At the Nairobi Contemporary Art Institute, Peterson Kamwathi’s practice unfolds as a study in accumulation, where the individual dissolves into the charged terrain of the collective. Working across drawing and collage, Kamwathi returns insistently to the figure, not as a portrait but as a unit, a repeated form through which social, political and spiritual structures are made visible. His compositions, often densely packed and rhythmically ordered, probe the choreography of human groupings, exposing the subtle codes that govern behaviour, belief and belonging.
In this exhibition, the artist extends a long-standing inquiry into how bodies gather and what they signify. Anonymous silhouettes cluster, overlap and multiply, suggesting both solidarity and unease.
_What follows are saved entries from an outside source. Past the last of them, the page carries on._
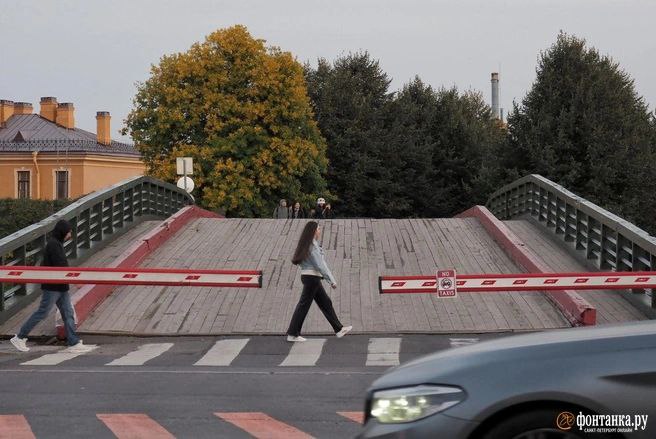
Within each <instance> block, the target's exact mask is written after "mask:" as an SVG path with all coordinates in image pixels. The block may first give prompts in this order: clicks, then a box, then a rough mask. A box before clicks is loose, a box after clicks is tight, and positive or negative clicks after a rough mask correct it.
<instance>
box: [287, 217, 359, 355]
mask: <svg viewBox="0 0 656 439" xmlns="http://www.w3.org/2000/svg"><path fill="white" fill-rule="evenodd" d="M320 237H321V229H320V228H319V224H318V223H317V222H316V221H310V222H308V223H307V224H306V225H305V228H304V229H303V232H302V233H301V237H300V238H299V239H298V245H297V246H296V251H295V252H294V257H293V258H292V263H293V264H294V265H300V266H301V282H302V283H303V292H302V293H301V298H300V299H299V301H298V304H297V305H296V309H295V310H294V315H293V316H292V321H291V322H290V324H289V329H288V330H287V341H291V342H296V341H305V340H306V339H305V338H303V337H301V327H302V326H303V322H304V321H305V316H307V313H308V311H309V310H310V305H312V301H313V300H314V301H315V302H317V305H318V306H319V309H320V310H321V312H322V313H323V315H324V316H325V317H326V319H327V320H328V323H330V326H332V327H333V330H334V331H335V335H336V336H337V337H338V338H341V337H344V336H345V335H346V334H347V333H348V332H349V331H350V330H351V329H353V326H343V325H342V324H341V323H340V321H339V319H338V318H337V314H335V308H333V302H332V300H330V297H328V294H326V290H324V289H323V285H321V280H322V279H326V280H327V281H328V282H330V286H331V287H333V289H335V288H337V281H335V278H334V277H333V274H332V273H331V272H330V269H329V268H328V265H327V264H326V261H325V259H324V254H323V249H322V248H321V246H320V245H319V243H318V242H317V240H318V239H319V238H320Z"/></svg>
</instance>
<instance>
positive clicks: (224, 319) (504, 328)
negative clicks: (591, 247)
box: [81, 219, 569, 334]
mask: <svg viewBox="0 0 656 439" xmlns="http://www.w3.org/2000/svg"><path fill="white" fill-rule="evenodd" d="M303 225H304V221H291V220H272V219H271V220H268V219H262V220H253V219H199V220H196V221H194V222H192V223H190V224H189V225H187V226H186V227H185V228H184V229H182V230H181V231H180V232H178V233H177V234H176V235H175V236H173V237H172V238H171V239H170V240H169V241H168V242H166V243H165V244H164V245H163V246H162V247H160V248H159V249H158V250H157V251H156V252H155V253H153V254H152V255H151V256H150V257H149V258H148V259H147V260H146V261H145V262H144V264H143V265H144V266H148V267H178V268H207V269H221V268H225V269H261V270H263V271H264V283H263V288H262V289H259V290H253V289H218V288H202V287H199V288H183V287H122V288H117V289H116V290H115V292H114V293H113V294H112V295H111V296H110V297H109V298H108V299H107V300H106V301H105V302H104V303H103V304H102V305H101V306H99V307H98V309H96V310H95V311H94V312H93V313H92V315H91V316H90V317H89V318H88V320H87V321H86V322H85V323H84V324H83V326H82V328H81V331H83V332H91V333H132V334H232V333H248V334H283V333H285V331H286V329H287V325H288V324H289V320H290V318H291V314H292V312H293V309H294V306H295V304H296V301H297V299H298V297H299V294H300V290H301V282H300V274H299V269H298V268H297V267H296V266H294V265H292V264H291V263H290V258H291V254H292V252H293V250H294V248H295V245H296V241H297V239H298V236H299V234H300V232H301V230H302V227H303ZM322 226H323V237H322V240H323V247H324V249H325V250H326V254H327V259H328V264H329V265H330V267H331V268H332V270H333V273H334V274H335V276H336V278H337V279H338V283H339V287H338V289H337V290H330V289H328V290H329V291H328V292H329V295H330V296H331V297H332V299H333V303H334V305H335V309H336V310H337V314H338V315H339V317H340V319H341V320H342V322H343V323H344V324H352V325H353V326H354V331H357V332H366V333H401V332H485V331H500V330H539V329H545V328H556V327H566V326H569V325H568V323H567V322H566V320H565V319H564V318H563V316H562V315H561V314H560V313H559V311H558V310H557V309H555V308H554V306H553V305H552V304H551V303H550V302H549V301H548V300H547V299H546V298H545V297H544V296H543V295H542V294H540V293H532V292H527V293H494V294H490V293H483V294H461V295H460V296H459V297H458V298H457V299H448V300H446V299H437V298H436V297H435V296H434V295H423V294H410V295H383V296H381V295H379V294H378V283H377V280H378V276H379V275H384V274H388V275H391V274H405V275H410V274H432V273H434V272H435V271H436V267H442V268H448V267H455V268H456V269H457V270H458V272H460V273H480V272H488V273H492V272H517V271H519V269H518V267H517V266H515V264H514V263H513V262H512V261H511V260H510V259H509V258H508V257H507V256H506V254H505V253H504V252H503V251H502V250H501V249H500V248H499V247H498V246H497V245H496V243H495V242H494V241H493V240H492V238H491V237H490V236H489V235H488V234H487V233H486V232H485V230H484V229H483V227H482V226H481V225H480V224H479V223H478V221H477V220H476V219H403V220H388V219H385V220H383V219H353V220H327V221H324V222H323V225H322ZM329 332H330V326H329V325H328V323H327V322H326V321H325V319H324V318H323V316H322V315H321V314H320V312H319V311H318V309H317V307H316V306H315V305H313V306H312V308H311V310H310V313H309V314H308V318H307V320H306V322H305V325H304V328H303V333H305V334H310V333H329Z"/></svg>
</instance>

The tension between individuality and conformity is held in suspension, as gestures echo across the pictorial field like a language half understood. Kamwathi’s work resists spectacle in favour of a quieter, insistent scrutiny of systems, where power is not declared but sedimented through repetition and ritual.
Situated within NCAI’s broader commitment to narrating East Africa’s contemporary art histories, the exhibition offers a timely meditation on the politics of presence. Here, the crowd is neither background nor backdrop but the primary site of meaning, a living archive of shared conditions and contested futures.
This exhibition is on view at Nairobi Contemporary Art Institute from 25 April until 23 August 2026.